Zuckerberg knows there’s oil down there and drills away through layer after layer of bedrock to get to the motherload – a million users. For him it’s all about creating something that gets the numbers. He knows he’s smarter than the lawyers, Harvard gents, financiers and university bods. This is not about the money, hence the movie’s already most famous line, “You know what’s cooler than a million dollars…. a billion dollars!” These guys do it because they want to, they have to, not because of the cash. The VCs, money men and suits are just bank tellers. This is true, believe me. Whenever guys with a fondness for suits arrive, the business crashes or is just a business. The ideas people or people with intellectual passion for what they do are the real deal.

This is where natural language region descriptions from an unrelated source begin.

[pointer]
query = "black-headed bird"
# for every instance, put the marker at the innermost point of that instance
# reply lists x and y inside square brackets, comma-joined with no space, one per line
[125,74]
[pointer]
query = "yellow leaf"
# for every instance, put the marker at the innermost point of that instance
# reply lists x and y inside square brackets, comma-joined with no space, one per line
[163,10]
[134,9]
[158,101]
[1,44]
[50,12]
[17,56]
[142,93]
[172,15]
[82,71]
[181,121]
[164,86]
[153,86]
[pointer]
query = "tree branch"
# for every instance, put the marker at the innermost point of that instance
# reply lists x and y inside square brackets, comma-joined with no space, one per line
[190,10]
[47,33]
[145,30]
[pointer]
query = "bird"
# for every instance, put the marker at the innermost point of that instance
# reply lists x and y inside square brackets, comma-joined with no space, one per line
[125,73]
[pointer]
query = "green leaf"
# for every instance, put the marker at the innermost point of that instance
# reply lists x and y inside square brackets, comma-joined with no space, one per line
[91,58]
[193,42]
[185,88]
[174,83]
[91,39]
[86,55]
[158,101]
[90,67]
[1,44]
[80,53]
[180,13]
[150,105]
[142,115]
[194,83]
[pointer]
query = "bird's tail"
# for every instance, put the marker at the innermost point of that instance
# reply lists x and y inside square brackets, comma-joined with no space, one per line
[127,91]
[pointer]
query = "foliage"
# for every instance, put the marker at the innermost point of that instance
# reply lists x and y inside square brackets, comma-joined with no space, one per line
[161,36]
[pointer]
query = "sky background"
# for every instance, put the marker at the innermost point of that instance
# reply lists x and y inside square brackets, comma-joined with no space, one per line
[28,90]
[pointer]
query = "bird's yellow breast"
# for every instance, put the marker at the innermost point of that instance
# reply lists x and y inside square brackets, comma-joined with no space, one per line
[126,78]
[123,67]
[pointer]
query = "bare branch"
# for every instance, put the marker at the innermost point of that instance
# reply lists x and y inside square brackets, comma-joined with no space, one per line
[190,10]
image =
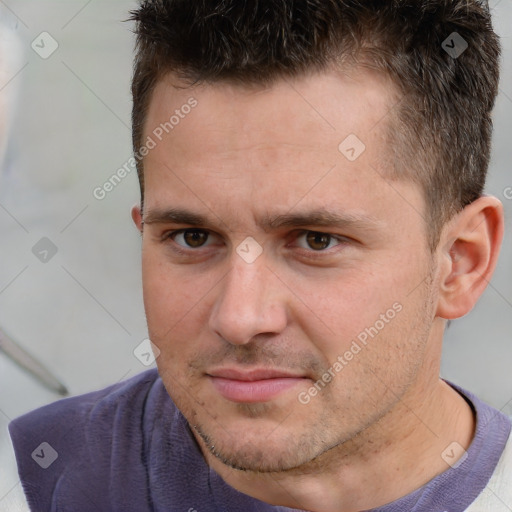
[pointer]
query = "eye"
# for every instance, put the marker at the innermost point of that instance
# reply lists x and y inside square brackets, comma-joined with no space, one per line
[191,238]
[316,241]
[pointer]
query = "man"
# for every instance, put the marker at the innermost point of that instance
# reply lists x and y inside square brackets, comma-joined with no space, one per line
[312,216]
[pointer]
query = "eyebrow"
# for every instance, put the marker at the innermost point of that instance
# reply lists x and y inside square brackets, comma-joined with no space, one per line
[317,218]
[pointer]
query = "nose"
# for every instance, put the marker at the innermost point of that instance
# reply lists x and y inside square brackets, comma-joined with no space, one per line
[250,302]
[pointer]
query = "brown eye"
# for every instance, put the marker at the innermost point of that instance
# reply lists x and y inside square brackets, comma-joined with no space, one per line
[193,238]
[318,241]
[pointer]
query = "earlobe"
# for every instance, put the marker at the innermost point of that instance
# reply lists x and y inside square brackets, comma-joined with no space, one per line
[137,217]
[470,247]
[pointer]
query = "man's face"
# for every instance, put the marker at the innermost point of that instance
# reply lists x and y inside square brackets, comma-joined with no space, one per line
[280,346]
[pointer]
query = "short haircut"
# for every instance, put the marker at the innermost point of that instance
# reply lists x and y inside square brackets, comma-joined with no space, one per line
[439,133]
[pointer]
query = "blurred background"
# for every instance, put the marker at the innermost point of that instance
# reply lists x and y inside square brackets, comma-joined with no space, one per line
[70,284]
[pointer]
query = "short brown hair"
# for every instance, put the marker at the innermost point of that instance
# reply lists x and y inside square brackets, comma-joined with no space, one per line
[441,130]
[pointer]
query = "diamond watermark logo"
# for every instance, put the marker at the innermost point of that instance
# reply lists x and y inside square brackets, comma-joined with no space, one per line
[249,250]
[45,45]
[147,352]
[352,148]
[44,250]
[454,45]
[45,455]
[454,455]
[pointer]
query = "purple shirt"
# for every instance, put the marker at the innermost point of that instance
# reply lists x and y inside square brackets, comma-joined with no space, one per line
[128,448]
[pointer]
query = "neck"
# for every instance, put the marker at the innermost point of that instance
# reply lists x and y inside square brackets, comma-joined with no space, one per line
[390,459]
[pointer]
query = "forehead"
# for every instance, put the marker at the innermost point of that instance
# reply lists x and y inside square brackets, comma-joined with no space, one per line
[313,139]
[298,111]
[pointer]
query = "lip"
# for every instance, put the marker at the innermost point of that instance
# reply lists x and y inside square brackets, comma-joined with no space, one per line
[252,386]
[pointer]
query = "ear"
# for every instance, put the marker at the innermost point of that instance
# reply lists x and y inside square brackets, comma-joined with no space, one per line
[137,217]
[470,244]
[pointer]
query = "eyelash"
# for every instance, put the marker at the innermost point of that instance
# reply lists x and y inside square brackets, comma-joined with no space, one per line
[181,250]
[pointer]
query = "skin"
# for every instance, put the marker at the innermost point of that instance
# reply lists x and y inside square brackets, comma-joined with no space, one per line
[377,430]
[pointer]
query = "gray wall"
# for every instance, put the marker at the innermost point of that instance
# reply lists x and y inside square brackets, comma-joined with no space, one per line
[81,313]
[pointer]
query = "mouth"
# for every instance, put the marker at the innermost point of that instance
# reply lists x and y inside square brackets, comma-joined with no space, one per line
[252,386]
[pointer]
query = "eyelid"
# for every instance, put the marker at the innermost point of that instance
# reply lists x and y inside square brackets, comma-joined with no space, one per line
[170,235]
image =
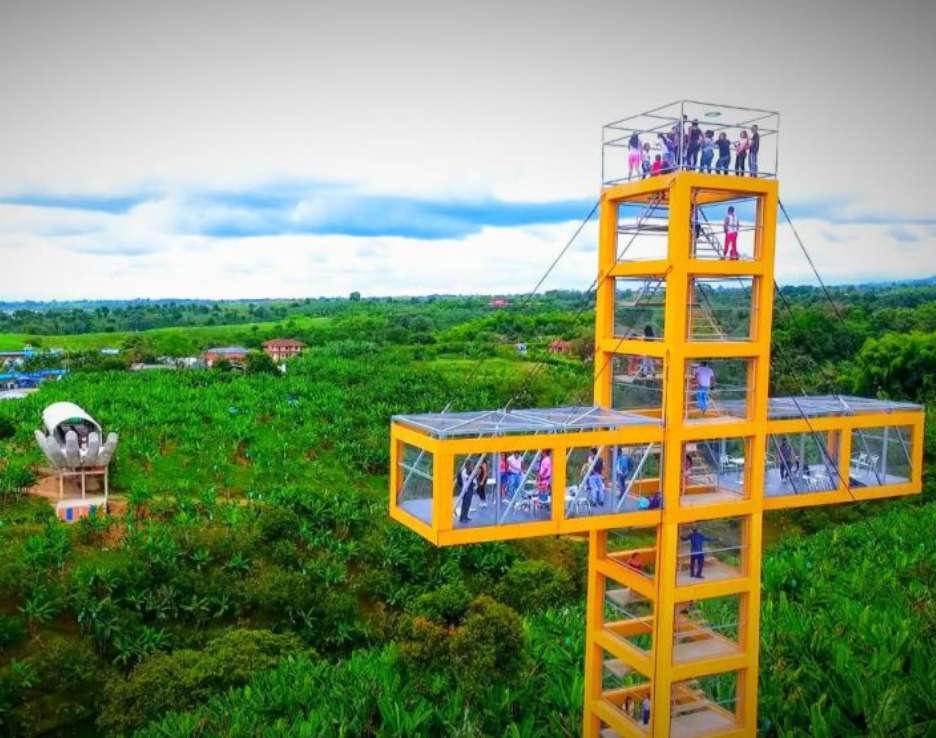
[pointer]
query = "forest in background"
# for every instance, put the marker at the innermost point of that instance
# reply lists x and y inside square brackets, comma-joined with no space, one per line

I liked the way they digitally duplicated the one acrtor for both Cameron and Tyler Winklevoss

PS I didn’t really buy the hokey, romantic sub-plot around the Albright girl. It was too easy, too Hollywood, a script editor’s way of getting girls along to a movie about geeks and business. Nor did I buy the jealousy about getting into some frat type club at Harvard. They seem wide of the Mark.


Stephen Downes said...

No, they're not super-smart. They're driven. Obsessed by an idea. That's what makes them drop out of university and pursue something to its dogged end.

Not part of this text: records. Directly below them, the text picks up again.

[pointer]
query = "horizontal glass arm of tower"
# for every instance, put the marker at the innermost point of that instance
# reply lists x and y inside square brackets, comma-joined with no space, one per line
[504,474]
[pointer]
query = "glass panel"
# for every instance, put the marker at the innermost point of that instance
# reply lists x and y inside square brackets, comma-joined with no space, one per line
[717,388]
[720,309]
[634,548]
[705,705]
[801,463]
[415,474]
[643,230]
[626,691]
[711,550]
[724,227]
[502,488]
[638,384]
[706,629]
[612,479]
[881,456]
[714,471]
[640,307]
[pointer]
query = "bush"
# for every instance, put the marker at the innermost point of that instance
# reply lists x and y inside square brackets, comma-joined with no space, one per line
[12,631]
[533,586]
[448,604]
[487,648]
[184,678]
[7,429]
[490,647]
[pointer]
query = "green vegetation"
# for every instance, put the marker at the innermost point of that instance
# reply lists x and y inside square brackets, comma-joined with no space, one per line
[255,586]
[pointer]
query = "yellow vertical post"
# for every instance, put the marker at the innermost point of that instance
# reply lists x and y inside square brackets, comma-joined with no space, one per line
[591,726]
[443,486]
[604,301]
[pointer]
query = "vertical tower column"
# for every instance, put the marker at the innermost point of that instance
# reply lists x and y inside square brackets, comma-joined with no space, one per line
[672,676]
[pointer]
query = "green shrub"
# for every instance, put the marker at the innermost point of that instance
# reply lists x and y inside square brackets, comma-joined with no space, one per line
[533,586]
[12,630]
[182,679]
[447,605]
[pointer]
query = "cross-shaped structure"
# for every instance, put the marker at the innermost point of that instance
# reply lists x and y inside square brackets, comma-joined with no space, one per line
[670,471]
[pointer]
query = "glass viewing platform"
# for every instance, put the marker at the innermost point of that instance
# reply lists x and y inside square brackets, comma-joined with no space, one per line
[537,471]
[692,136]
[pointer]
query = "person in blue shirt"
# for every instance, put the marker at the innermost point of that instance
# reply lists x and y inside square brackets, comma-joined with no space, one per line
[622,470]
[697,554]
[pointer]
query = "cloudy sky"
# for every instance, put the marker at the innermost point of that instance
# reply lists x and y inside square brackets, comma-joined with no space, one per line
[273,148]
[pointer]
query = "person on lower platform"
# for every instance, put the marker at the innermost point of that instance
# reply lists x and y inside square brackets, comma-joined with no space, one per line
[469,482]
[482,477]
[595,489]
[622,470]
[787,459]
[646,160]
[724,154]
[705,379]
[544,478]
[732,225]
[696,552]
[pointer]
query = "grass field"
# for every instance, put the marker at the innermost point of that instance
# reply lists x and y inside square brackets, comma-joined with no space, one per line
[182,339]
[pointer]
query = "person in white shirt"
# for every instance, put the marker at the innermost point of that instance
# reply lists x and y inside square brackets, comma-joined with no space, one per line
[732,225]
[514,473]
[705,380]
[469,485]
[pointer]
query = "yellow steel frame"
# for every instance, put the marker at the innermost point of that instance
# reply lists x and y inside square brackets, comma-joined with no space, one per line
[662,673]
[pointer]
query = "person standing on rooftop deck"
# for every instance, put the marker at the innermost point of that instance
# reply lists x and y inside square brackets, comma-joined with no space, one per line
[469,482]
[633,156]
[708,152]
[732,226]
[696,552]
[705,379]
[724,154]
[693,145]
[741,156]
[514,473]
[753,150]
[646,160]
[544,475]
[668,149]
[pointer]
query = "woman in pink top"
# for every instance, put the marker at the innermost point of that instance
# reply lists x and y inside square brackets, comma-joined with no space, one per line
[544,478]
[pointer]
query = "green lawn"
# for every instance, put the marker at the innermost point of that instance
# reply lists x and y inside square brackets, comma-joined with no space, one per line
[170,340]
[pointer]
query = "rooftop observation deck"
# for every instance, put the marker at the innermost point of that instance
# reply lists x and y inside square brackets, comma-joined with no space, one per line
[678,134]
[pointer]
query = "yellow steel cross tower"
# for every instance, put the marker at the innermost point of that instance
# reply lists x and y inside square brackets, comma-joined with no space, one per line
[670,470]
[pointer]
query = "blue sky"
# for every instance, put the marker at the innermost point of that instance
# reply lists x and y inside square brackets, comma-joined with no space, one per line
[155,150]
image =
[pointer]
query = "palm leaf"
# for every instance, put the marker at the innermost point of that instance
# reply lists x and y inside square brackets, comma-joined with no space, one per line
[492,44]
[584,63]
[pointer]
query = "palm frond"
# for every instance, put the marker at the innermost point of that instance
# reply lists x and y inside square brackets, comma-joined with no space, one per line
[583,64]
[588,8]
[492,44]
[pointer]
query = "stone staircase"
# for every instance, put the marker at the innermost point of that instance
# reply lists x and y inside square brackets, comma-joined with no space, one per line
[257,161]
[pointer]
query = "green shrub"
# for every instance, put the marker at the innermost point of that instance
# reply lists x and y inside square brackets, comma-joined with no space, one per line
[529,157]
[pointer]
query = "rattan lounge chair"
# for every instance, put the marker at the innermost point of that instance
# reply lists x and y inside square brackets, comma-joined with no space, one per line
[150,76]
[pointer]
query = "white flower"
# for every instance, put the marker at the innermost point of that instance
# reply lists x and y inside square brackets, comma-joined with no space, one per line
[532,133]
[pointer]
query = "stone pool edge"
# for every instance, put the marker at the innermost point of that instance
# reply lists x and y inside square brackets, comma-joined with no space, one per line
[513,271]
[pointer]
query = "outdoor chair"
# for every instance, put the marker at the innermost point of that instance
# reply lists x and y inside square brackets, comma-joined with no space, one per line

What you don't see are the hundreds, thousand, of people who do the same thing and fail. Zuckerberg lucks out because the idea he tries - which has been tried by dozens of others - he tried out *in* *Harvard*, where elitism and exclusivity give it the legs it needs to succeed. Pure luck.

Yes, these people are not stupid. But don't put them on a pedestal.

Donald Clark said...

On measured intelligence, perhaps, but it isn’t pure luck. There’s a degree of sustained curiosity and risk taking that takes confidence to execute, even to the extent that they dump their Universities. It’s a mixture of factors, and I agree that this dogged determination is a key factor but there are others.
For example, Professors Jeff Dyer of Brigham Young University and Hal Gregersen of Insead have identified constant ‘associating’ and ‘questioning’ as key qualities in their empirical studied of entrepreneurs. It didn’t surprise me that the founders of Google (both of them), Amazon and Wikipedia all had early Montessori schooling, a system that encourages sustained curiosity.

Sergei Brin and Larry Page both attended Montessori schools. Indeed, they both credit their Montessori education for much of their success. It was the Montessori experience, they claim, that made them self-directed, allowing them to think for themselves and pursue their real interests.

Jeff Bezos's mother tells of his single-mindedness at his Montessori school, being so absorbed in the tasks he chose that they had to drag him off to give him a change. This same self-directed, single-mindedness was a feature of his Amazon adventure.

Jimmy Wales was educated in a one-room schoolhouse. Although not home-schooling, it was close as he was taught in a class of four by his mother and grandmother, who ran the school. The school was significantly influenced by Montessori methods and he had the freedom to study what he liked on his own terms.
It’s complicated, but luck, I feel, it is not.

Charles Jennings said...

I recall a conversation I had with Robert Cailliau (a reasonably creative man himself) a few years ago about 'talent'. He described talent as something that 'you can't stop doing'. He said he had a talent for writing code. He didn't think he was very good at it (maybe not, but he and Berners-Lee released the beast on us all) but he couldn't NOT do it. He was driven to write code.

Maybe these folks are simply talented.

Donald Clark said...

Interestingly, I met Robert in Berlin and had a long chat with him; all he talked about were the weaknesses of HTML! Code obsessed indeed - but very nice and interesting guy.